Cult of Romance

2011/02/12 21:45


詰め物がころり取れてしまったのを放っておいたのがいけなかった、疼痛とともに腫れを見せる歯茎に耐えかねて、歯医者に通い始めた。物腰柔らかな先生と親しみの持てる衛生士さん数人の、小ぢんまりとしたそこに通うのは、元来歯医者嫌いの私に似つかわしくなくささやかな楽しみだ。

帰りにはビデオ屋にヒッチコックを返却し、薬局に寄って目薬を買う。かさのある雪は穏やかな気温の日ほど厄介なものはない。ぐずぐずと溶けて崩れて、踏み出す足を重たくさせて、靴に染み入っては爪先を冷やす。一時間ほどの散歩ののち、氷水に浸ったしもやけの足で帰った。



昨晩は教授とゼミ仲間とで、卒論おつかれさま会であった。生ウニやら伊勢エビやら、身の丈に合わぬ贅沢品は大変に美味であったのだけど、お高い店の料理は、いざ口に含むまでその食材は見当がつかぬことが多いように思う。時には咀嚼と嚥下を経ても分からぬこともあり、ふむ、いま食べているものは何なのか分からぬけど美味いではないか、ととりあえず納得してしまうのだ。魚に添えられた果実はすぐりだと教授に教えられて、アルコールで浮ついた思考の向こうで『名探偵ポアロ』シリーズに黒すぐりが登場していたことを思い出していた。あれは『鳩の中の猫』だったか。

突然に落ちた店内の照明に何事かと思いきや、薄いのれんの向こう、火の灯ったキャンドルに照らされたホールケーキが運ばれてきた。隣の外国人の客のうちひとりが誕生日を迎えたようで、ケーキはサプライズのようだった。世界で最も知られているあのメロディと、手拍子、きらきら眩い夜がそこにあった。



論文提出すなわち卒業というわけでもなく、審査講評はどうなっているのです、と訊ねたところ、まあ落第の心配は無いだろうとのことだった。きみは文章を書き慣れているのか、叙述のバランスが良かった、とのコメントにはからずもどきりとしてしまった。来週の発表会に向けて、またエンジンを温め直さねばならぬ。

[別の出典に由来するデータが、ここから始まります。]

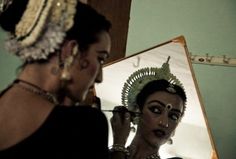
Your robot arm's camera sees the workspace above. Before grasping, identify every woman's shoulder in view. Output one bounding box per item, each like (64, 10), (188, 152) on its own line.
(52, 106), (106, 120)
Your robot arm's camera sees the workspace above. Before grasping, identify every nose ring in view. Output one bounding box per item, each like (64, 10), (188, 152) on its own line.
(159, 120), (169, 128)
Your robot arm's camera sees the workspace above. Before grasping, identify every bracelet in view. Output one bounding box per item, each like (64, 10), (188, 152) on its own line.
(110, 144), (130, 156)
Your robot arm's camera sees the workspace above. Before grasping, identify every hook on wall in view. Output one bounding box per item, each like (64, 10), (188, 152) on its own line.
(206, 54), (213, 62)
(223, 55), (230, 63)
(133, 56), (140, 67)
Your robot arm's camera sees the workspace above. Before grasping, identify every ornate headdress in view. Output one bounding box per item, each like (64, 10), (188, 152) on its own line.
(3, 0), (77, 61)
(0, 0), (13, 15)
(121, 56), (184, 112)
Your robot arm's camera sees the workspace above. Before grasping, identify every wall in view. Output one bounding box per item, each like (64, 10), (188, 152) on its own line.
(126, 0), (236, 159)
(0, 0), (236, 159)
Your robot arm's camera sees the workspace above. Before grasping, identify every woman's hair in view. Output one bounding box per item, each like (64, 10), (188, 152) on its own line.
(136, 80), (186, 112)
(67, 3), (111, 51)
(0, 0), (111, 61)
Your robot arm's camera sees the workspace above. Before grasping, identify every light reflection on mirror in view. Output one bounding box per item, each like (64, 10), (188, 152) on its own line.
(96, 36), (213, 159)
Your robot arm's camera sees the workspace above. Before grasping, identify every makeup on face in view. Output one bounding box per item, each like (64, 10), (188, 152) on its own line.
(147, 100), (182, 121)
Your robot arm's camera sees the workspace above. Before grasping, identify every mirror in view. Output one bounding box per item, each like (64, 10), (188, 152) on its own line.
(96, 36), (215, 159)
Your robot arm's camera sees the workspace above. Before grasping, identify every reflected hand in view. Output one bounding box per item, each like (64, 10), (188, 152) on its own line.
(110, 106), (131, 145)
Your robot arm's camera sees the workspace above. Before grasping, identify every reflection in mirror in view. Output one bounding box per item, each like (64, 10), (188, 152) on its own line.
(96, 36), (218, 159)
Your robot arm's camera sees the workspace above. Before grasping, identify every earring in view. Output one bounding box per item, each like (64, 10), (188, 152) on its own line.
(61, 56), (73, 81)
(61, 45), (78, 81)
(80, 60), (89, 69)
(167, 138), (173, 145)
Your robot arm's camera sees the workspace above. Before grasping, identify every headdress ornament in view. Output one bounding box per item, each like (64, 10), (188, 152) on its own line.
(121, 56), (184, 112)
(6, 0), (77, 61)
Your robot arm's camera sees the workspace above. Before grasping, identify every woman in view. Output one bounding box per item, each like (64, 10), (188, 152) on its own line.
(111, 59), (186, 159)
(0, 0), (111, 159)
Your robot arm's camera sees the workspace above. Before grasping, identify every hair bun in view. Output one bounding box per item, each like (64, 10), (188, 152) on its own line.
(0, 0), (13, 15)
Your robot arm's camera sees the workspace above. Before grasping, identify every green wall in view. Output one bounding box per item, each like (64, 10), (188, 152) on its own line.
(126, 0), (236, 159)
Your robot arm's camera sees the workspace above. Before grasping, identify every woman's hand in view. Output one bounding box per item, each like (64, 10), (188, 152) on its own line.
(110, 106), (131, 146)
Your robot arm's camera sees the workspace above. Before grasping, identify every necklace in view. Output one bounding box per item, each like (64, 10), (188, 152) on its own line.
(144, 153), (161, 159)
(127, 145), (161, 159)
(14, 79), (59, 105)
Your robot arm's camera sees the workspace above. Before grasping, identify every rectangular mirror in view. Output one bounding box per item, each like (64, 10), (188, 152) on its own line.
(96, 36), (216, 159)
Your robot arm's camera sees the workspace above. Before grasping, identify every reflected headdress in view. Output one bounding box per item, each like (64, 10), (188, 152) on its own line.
(2, 0), (77, 61)
(121, 56), (184, 112)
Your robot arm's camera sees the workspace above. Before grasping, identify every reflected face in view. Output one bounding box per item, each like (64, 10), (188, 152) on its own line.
(138, 91), (184, 146)
(69, 32), (111, 102)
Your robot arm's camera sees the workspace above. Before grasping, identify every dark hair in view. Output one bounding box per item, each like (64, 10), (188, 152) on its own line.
(0, 0), (111, 54)
(67, 3), (111, 51)
(0, 0), (28, 33)
(136, 79), (186, 115)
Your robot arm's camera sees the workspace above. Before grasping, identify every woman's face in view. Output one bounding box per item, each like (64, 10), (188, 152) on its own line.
(69, 32), (111, 102)
(138, 91), (184, 146)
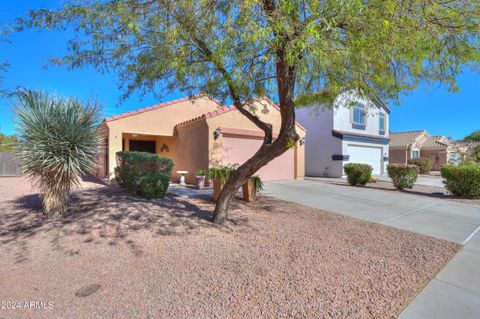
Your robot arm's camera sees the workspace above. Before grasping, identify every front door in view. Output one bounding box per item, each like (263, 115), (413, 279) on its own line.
(130, 140), (156, 153)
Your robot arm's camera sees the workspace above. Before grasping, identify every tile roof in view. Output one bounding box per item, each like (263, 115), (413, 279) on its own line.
(453, 141), (480, 148)
(390, 130), (429, 148)
(105, 93), (211, 122)
(422, 135), (452, 149)
(177, 97), (307, 132)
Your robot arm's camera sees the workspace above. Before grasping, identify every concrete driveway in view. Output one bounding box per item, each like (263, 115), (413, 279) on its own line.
(373, 175), (444, 187)
(265, 180), (480, 319)
(264, 180), (480, 244)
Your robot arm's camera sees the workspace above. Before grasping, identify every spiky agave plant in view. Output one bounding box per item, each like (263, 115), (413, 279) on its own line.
(15, 89), (100, 217)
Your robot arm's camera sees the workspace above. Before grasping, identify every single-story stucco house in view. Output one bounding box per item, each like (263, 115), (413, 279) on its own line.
(97, 95), (306, 183)
(390, 130), (456, 170)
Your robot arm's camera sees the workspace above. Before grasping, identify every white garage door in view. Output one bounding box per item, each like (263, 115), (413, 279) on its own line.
(222, 134), (295, 181)
(348, 145), (382, 174)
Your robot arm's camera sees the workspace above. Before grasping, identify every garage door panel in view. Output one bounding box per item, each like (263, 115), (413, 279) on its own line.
(348, 145), (382, 174)
(222, 135), (295, 181)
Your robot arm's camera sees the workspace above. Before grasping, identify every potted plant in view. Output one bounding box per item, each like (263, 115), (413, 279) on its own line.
(207, 165), (236, 200)
(195, 169), (207, 189)
(242, 176), (263, 202)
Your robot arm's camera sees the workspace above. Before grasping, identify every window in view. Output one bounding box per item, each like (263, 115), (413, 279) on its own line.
(378, 113), (385, 134)
(353, 104), (365, 125)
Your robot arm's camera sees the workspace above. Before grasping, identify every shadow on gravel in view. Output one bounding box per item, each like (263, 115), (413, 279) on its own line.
(0, 184), (248, 262)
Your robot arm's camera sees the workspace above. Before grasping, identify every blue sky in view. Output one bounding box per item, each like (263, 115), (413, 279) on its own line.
(0, 0), (480, 139)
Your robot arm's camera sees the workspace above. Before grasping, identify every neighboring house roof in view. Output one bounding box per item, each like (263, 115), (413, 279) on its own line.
(104, 93), (220, 122)
(453, 141), (480, 148)
(369, 95), (390, 114)
(390, 130), (430, 149)
(332, 130), (390, 145)
(422, 135), (452, 150)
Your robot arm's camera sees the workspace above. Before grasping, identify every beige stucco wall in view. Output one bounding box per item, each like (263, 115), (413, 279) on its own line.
(388, 149), (407, 164)
(207, 101), (306, 179)
(106, 96), (218, 179)
(98, 97), (305, 183)
(172, 119), (208, 183)
(420, 150), (448, 171)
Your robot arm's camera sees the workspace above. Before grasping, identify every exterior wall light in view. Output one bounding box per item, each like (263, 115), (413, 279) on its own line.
(213, 127), (222, 140)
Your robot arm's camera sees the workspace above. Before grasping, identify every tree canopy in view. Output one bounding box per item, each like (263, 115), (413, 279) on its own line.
(18, 0), (480, 104)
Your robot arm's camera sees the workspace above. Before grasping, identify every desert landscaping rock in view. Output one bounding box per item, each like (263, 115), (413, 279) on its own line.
(75, 284), (100, 297)
(0, 179), (460, 318)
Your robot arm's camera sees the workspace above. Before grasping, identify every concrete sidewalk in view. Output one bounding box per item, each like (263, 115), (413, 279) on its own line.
(373, 175), (444, 188)
(265, 180), (480, 319)
(398, 230), (480, 319)
(264, 180), (480, 244)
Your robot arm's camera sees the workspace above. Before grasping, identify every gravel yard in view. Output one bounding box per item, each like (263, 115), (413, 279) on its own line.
(0, 178), (460, 318)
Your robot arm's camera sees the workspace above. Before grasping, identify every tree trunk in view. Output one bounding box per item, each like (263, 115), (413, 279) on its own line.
(213, 132), (299, 224)
(213, 13), (300, 224)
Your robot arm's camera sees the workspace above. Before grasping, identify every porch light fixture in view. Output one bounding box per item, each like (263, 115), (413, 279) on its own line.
(213, 127), (222, 140)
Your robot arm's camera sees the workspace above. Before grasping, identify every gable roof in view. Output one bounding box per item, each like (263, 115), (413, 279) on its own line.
(422, 135), (452, 150)
(104, 93), (220, 122)
(177, 98), (307, 132)
(369, 95), (390, 114)
(390, 130), (430, 149)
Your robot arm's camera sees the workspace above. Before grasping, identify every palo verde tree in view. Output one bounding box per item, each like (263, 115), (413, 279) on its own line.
(18, 0), (480, 223)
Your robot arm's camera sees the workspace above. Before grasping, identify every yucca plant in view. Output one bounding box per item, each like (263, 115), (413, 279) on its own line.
(15, 89), (100, 217)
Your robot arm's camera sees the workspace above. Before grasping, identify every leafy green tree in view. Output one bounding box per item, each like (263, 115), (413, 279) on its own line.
(0, 133), (17, 152)
(18, 0), (480, 223)
(15, 90), (100, 217)
(463, 130), (480, 142)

その後は学校に忍び込んで色々なことを、そう色々なことを話していた。過去の話と、包み紙が剥がれかけたような恋と、夢に寝言、モラルと美意識、私たちが息をしているこの地点を確かめ合うような話をした。ひとりがおもむろに「おおロミオ〜」と『ロミオとジュリエット』の朗読を始めたものだから、覚えている台詞を口々に叫んだ。こんな日々はもうきっと来ないのだ。



そういえば、ワッフルメーカーを友人に譲ってもらうことになったので、大変浮き足立っている。二の足は踏むためにあるのだ。